Within the exposure cohort (n = 26,223), 117 individuals had suffered a serious UGIB within 120 days of incident bisphosphonate use. Cases tended to be > 80 years old, and were significantly more likely to have had a past history of gastric ulcer disease, a remote history of serious UGIB, and had been dispensed proton pump inhibitor (PPI) medications (p < 0.001 for all comparisons). After adjustment for confounding covariates, those > 80 years were more than twice as likely to suffer a UGIB when compared to those ≤ 80 years (adjusted OR = 2.03; 95% CI 1.40–2.94). A past history of serious UGIB was the strongest predictor of UGIB within 120 days of incident bisphosphonate use (adjusted OR = 2.28; 95% CI = 1.29–4.03) followed by PPI use (adjusted OR = 2.04; 95% CI = 1.35–3.07). Males were 70% more likely to suffer an UGIB compared to females (adjusted OR = 1.69; 95% CI = 1.05–2.72).

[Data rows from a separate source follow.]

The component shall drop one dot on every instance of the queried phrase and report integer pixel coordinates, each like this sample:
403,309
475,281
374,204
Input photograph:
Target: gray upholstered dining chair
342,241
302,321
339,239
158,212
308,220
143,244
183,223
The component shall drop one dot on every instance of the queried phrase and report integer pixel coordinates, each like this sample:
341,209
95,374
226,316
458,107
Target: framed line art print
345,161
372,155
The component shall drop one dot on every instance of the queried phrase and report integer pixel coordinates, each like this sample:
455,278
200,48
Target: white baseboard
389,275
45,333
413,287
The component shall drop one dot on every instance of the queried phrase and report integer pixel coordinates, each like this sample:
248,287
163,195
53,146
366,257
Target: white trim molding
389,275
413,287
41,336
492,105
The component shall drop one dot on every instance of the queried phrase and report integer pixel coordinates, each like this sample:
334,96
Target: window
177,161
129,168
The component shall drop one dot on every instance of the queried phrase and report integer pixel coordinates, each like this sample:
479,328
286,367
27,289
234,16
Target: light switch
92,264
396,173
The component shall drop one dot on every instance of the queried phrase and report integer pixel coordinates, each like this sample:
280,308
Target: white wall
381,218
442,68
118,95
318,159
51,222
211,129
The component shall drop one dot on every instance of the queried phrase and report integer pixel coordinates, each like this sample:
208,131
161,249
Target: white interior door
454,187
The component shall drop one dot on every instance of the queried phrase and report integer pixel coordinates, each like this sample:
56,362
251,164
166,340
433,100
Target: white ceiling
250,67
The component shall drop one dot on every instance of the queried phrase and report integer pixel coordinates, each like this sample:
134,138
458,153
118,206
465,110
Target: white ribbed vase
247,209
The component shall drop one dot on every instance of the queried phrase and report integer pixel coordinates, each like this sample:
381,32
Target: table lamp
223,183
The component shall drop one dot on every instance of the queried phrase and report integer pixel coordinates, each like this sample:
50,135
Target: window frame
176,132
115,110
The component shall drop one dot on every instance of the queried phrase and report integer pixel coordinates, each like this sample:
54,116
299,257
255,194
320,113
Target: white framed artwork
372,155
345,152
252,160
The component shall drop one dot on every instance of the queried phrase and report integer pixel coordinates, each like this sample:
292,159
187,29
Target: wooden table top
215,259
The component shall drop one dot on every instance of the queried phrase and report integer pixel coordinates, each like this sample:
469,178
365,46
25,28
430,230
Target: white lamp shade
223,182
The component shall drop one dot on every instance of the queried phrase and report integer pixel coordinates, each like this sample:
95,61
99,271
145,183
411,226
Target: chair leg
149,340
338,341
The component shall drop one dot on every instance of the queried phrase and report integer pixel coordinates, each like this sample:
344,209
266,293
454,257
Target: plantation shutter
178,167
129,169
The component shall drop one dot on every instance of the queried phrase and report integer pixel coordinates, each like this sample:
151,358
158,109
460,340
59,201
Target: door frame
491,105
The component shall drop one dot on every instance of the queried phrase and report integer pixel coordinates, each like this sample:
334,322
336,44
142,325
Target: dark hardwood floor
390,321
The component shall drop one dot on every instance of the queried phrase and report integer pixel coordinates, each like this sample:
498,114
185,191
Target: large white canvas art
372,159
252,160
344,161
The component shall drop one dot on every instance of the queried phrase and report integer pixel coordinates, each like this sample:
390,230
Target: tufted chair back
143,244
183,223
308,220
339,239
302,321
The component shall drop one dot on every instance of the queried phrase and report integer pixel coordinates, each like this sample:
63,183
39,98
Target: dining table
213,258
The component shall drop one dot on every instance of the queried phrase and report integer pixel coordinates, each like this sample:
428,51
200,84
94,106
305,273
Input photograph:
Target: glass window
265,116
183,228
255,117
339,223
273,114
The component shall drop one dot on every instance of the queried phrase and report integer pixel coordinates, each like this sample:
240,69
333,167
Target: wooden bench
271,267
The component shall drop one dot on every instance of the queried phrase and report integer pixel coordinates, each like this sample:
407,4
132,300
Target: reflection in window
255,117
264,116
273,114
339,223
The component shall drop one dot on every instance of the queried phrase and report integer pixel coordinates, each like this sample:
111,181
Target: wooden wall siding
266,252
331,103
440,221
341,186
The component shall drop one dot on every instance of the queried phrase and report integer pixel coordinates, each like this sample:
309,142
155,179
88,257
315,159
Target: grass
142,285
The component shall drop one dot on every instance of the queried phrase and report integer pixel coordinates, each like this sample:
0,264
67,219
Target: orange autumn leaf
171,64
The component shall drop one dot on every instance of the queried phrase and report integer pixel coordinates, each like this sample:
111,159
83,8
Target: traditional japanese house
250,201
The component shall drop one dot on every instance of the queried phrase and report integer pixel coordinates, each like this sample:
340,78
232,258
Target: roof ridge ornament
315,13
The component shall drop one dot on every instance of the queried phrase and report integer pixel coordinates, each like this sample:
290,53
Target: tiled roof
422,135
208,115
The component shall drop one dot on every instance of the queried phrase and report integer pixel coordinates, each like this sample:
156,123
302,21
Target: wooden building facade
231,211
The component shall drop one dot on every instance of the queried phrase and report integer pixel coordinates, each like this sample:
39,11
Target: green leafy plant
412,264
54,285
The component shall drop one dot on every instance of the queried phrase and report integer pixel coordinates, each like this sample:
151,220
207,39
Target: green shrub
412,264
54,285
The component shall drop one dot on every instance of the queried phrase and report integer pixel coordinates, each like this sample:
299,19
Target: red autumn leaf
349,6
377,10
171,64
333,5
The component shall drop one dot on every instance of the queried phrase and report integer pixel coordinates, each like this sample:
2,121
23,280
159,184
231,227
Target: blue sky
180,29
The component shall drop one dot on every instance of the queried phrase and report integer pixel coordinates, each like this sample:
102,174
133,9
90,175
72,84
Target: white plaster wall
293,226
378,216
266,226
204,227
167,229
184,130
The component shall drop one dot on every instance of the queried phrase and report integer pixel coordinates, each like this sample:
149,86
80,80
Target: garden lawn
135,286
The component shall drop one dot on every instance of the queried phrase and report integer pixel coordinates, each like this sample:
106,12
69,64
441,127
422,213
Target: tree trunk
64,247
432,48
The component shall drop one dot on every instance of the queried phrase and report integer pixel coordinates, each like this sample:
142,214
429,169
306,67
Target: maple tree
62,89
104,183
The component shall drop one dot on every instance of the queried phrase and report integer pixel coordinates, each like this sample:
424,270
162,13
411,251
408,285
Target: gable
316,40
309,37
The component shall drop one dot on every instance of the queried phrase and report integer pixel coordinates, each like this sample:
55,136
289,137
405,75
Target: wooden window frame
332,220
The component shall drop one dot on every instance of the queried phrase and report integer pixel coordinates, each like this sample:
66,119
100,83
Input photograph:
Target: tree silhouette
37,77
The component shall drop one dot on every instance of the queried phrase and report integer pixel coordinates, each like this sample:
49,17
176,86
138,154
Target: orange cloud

Upper GIB is a rare, but serious, side effect of bisphosphonate therapy more often afflicting older individuals. At the same time, concern about potential rare adverse events should not discourage clinicians from prescribing bisphosphonate drugs, particularly in older patients who have already sustained a fragility fracture. Clinicians must remain cognizant of potential adverse events associated with bisphosphonate use and should routinely ask about pre-existing GI disorders and concurrent medication history prior to prescribing these drugs.